Teaching started in earnest this week, so I’ve only got a little something for you this time. As always, thank you for reading.
The study hall meets in my classroom on Wednesdays. I’m not responsible for it, but there I am, working at my desk, today innocently overhearing a conversation between freshmen I don’t yet know.
They’re three days into their high school career.
The boy with the open laptop is (mysteriously) perusing dictionary.com, and he announces the word of the day to his neighbor.
“‘Stymie!?’” the neighbor responds. His voice is laced with derision. “What kind of a loser uses a word like ‘stymie’?”
True story.
“I do.” I answer him unashamed over the bent heads of the other students, who seem to be trying to make good use of their study hall.
“It’s a great word,” I tell him, and I ask him how it’s spelled: maybe he’ll see (surely he’ll see) the delight. The word is funny looking at best.
He spells it correctly and is unimpressed.
Begin— just begin— to name words that rhyme with it. None of them will be spelled the same way. (Your word game: words that rhyme with “stymie.” Ready, set, go!).
And then there’s what it means: hinder, impede, thwart, block, encumber, bind, curb, shackle, stifle, restrain, hog-tie. Excellent words, all. Surely he could find use for stymie.
Among all those words, only stymie is Scottish, only stymie comes from golf. And of all its synonyms, stymie is the best onomatopoeia: it practically screams vexation.
But I don’t tell him any of this, of course. He doesn't know me yet. He thinks I'm ridiculous. And he has work that’s been assigned to him, maybe even things that are due tomorrow.
He’ll be in my class next semester.
I have a new colleague who’s never taught high school before. She works with her church youth group, and one of the teenage girls there gave her solemn advice for her new job: “Don’t try to be cool,” she said.
My colleague laughed in the retelling, and I laughed too.
“Of course I won’t try to be cool,” she says to me, as if to the student. “I’m becoming a teacher because I nerd out about this stuff.”
Which is what we all do: nerd out. About etymology and semi-colons, the periodic table. About sine, cosine, and tangent, the beauties of the triangle, musical or mathematical. About the Haarlem Renaissance, translating Seneca, the structure of a sonnet, the importance of a counter-argument in your essay. The birth of Christianity in the Roman Empire. How to conjugate the subjunctive in Spanish.
We nerd out all day. It's what we're paid to do.

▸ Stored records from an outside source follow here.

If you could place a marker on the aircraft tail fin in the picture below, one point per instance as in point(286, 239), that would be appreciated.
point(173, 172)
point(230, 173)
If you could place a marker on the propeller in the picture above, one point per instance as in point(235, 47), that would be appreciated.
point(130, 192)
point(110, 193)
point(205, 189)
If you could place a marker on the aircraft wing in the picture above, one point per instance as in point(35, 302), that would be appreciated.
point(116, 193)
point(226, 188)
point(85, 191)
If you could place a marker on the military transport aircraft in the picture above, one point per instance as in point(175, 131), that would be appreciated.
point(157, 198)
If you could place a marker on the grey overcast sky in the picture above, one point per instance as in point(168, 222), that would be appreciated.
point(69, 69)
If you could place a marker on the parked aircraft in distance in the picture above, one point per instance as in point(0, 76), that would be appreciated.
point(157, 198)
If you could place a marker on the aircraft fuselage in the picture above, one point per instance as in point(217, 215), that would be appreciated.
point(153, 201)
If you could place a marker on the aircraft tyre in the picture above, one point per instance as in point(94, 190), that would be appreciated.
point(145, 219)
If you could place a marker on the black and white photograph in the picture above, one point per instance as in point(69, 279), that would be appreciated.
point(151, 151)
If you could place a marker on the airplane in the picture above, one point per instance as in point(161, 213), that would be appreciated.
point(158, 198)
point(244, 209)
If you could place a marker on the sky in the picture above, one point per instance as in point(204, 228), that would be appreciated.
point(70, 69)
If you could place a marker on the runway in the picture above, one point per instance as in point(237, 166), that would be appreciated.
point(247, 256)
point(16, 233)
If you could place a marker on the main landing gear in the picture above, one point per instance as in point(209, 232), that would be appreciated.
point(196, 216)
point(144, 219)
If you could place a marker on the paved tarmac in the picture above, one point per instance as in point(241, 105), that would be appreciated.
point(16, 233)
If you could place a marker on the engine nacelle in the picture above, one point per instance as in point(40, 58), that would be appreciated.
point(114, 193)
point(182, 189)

As teachers, we write, modify, implement, improve curriculum. We design projects, invite narratives, require alternative modes of expression. We assign things and grade them, attend soccer and volleyball games. Praise our students and encourage them to continue to try.
But at bottom, our job is a marriage of loves: love of students and of subject. Plus the earnest faith that we can help them find each other.
On Reading Poems to a Senior Class at South High Before I opened my mouth I noticed them sitting there as orderly as frozen fish in a package. Slowly water began to fill the room though I did not notice it till it reached my ears and then I heard the sounds of fish in an aquarium and I knew that though I had tried to drown them with my words that they had only opened up like gills for them and let me in. Together we swam around the room like thirty tails whacking words till the bell rang puncturing a hole in the door where we all leaked out They went to another class I suppose and I home where Queen Elizabeth my cat met me and licked my fins till they were hands again. -D.C. Berry
I’m loving getting to know my new students and enjoying so much the ones I’m teaching again. The start of a new school year is always a big lift, so I appreciate your appreciation of this short little something. I’ll hope to be back here with more soon enough.
Don’t miss the word game!
With joy,
Rebecca
Oh my goodness. I’m giggling to think about these boys who stepped into this conversation with you about a word. Delightful.
Grimy, slimy, rhymey, (Pliny), piney, … there’s something about rhyming that makes us wanna make up words…
Ok. It’s British though. Blymie. Not sure how they spell it.